What is the vision of Rubaroo?

It strives to ‘Create an inclusive, just, and equitable world where individuals transcend boundaries through a genuine engagement with the self and society’. In the next three years, we intend to reach out to as many as 5000 youth. We also want to expand our network by building a dynamic team of 15 and spreading out to other states.


Tell us about the challenges involved in having an education system built around the principle of social inclusion.

Although education is accessible in India, making it actually available to all is a challenge, given their social realities. In a Developing Nation like ours, quality education is truly a privilege. Inclusion does not include just those from weaker socio-economic backgrounds, but engaging diverse learners, irrepstive of gener, disabilities or interests or mindset. genders,disabilities, view points and interests in classrooms.


There are reservations aimed at inclusion, but we are yet to work on making each other feel included. Children who seek admission through reserved quota still face discrimination at various levels or are not treated at par with other students. Inclusion is therefore, also an emotion. At Rubaroo, we are devoted to building this emotion; the emotion of respect and tolerance, regardless of identity.


Neha Swain goes on to make several invaluable suggestions that can uplift the face of Indian education system like never before. An insight into some of these inputs…

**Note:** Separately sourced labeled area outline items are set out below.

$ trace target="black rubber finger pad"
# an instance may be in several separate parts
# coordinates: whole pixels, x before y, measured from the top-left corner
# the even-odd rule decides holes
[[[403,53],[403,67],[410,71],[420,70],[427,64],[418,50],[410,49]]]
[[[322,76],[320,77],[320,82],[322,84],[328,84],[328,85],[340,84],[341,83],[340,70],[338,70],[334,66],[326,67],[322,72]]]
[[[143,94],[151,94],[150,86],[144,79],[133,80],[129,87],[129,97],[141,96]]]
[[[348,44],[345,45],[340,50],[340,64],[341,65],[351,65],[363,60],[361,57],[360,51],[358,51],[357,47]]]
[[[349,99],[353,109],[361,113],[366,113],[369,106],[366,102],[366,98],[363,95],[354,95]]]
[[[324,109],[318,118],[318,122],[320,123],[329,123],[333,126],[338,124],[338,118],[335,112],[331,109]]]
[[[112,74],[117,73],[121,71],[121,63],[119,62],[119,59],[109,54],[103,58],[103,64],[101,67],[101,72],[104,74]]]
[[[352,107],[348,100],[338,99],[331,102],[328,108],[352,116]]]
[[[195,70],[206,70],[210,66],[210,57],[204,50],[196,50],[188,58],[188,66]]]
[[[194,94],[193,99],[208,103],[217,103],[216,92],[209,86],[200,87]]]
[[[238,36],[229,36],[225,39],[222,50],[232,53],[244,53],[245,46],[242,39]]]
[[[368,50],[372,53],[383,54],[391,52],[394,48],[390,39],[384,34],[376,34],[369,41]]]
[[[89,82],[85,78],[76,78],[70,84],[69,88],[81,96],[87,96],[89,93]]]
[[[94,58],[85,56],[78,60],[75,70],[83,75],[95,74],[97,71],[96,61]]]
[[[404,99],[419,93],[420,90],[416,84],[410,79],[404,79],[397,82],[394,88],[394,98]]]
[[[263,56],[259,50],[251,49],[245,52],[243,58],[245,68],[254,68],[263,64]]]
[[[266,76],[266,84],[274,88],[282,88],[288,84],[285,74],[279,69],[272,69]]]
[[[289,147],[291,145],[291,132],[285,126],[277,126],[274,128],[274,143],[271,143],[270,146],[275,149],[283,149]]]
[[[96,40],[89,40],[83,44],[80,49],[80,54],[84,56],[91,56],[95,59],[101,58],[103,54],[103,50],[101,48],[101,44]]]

  • Classrooms should be about exploring and discovering the potential of each student. Besides, they should be free of all forms of discrimination.
  • Life skills should be imparted in classrooms as well. These skills are important to face the real world. It is these skills that also make us better human beings.
  • It is important to understand that every individual has his or her own capabilities and interests. It is important to bring out this potential and exploit it optimally. Education should not raise individuals who are clones of one another, devoid of their unique aspects.
  • Last but not the least, Rubaroo could achieve its goals because it believes in challenging the norms. I feel it is important to do that.


Speaking Tree congratulates Neha Swain on her noble achievement and fully supports her views on universalizing education.